Create a document with the product properties for the adventureworks database:

  • A category property. This property can be used as the logical partition key.
  • A name property.
  • An inventory quantity property.
  • A sale property, indicating whether the product is on sale.
"""Create new document and upsert (create or replace) to collection"""
product = {
    "category": "gear-surf-surfboards",
    "name": "Yamba Surfboard-{}".format(randint(50, 5000)),
    "quantity": 1,
    "sale": False,
}
result = collection.update_one(
    {"name": product["name"]}, {"$set": product}, upsert=True
)
print("Upserted document with _id {}\n".format(result.upserted_id))

Create a document in the collection by calling the collection level operation update_one. In this example, you'll upsert instead of create a new document. Upsert isn't necessary in this example because the product name is random. However, it's a good practice to upsert in case you run the code more than once and the product name is the same.

The result of the update_one operation contains the _id field value that you can use in subsequent operations. The _id property was created automatically.

Get a document

Use the find_one method to get a document.

doc = collection.find_one({"_id": result.upserted_id})
print("Found a document with _id {}: {}\n".format(result.upserted_id, doc))

In Azure Cosmos DB, you can perform a less-expensive point read operation by using both the unique identifier (_id) and a partition key.

Query documents

After you insert a doc, you can run a query to get all docs that match a specific filter. This example finds all docs that match a specific category: gear-surf-surfboards. Once the query is defined, call Collection.find to get a Cursor result, and then use sort.
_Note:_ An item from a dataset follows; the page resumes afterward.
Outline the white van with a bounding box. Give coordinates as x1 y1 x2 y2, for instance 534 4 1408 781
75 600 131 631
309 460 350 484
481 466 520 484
"""Query for documents in the collection"""
print("Products with category 'gear-surf-surfboards':\n")
allProductsQuery = {"category": "gear-surf-surfboards"}
for doc in collection.find(allProductsQuery).sort(
    "name", pymongo.ASCENDING
):
    print("Found a product with _id {}: {}\n".format(doc["_id"], doc))

Troubleshooting:

  • If you get an error such as The index path corresponding to the specified order-by item is excluded., make sure you created the index.

Run the code

This app creates an API for MongoDB database and collection and creates a document and then reads the exact same document back. Finally, the example issues a query that returns documents that match a specified product category. With each step, the example outputs information to the console about the steps it has performed.

To run the app, use a terminal to navigate to the application directory and run the application.

python run.py

The output of the app should be similar to this example:


Created db 'adventureworks' with shared throughput.

Created collection 'products'.

Indexes are: ['_id_', 'name_1']

Upserted document with _id <ID>

Found a document with _id <ID>:
{'_id': <ID>,
'category': 'gear-surf-surfboards',
'name': 'Yamba Surfboard-50',
'quantity': 1,
'sale': False}

Products with category 'gear-surf-surfboards':

Found a product with _id <ID>:
{'_id': ObjectId('<ID>'),
'name': 'Yamba Surfboard-386',
'category': 'gear-surf-surfboards',
'quantity': 1,
'sale': False}

Clean up resources

When you no longer need the Azure Cosmos DB for NoSQL account, you can delete the corresponding resource group.

Use the az group delete command to delete the resource group.

az group delete --name $resourceGroupName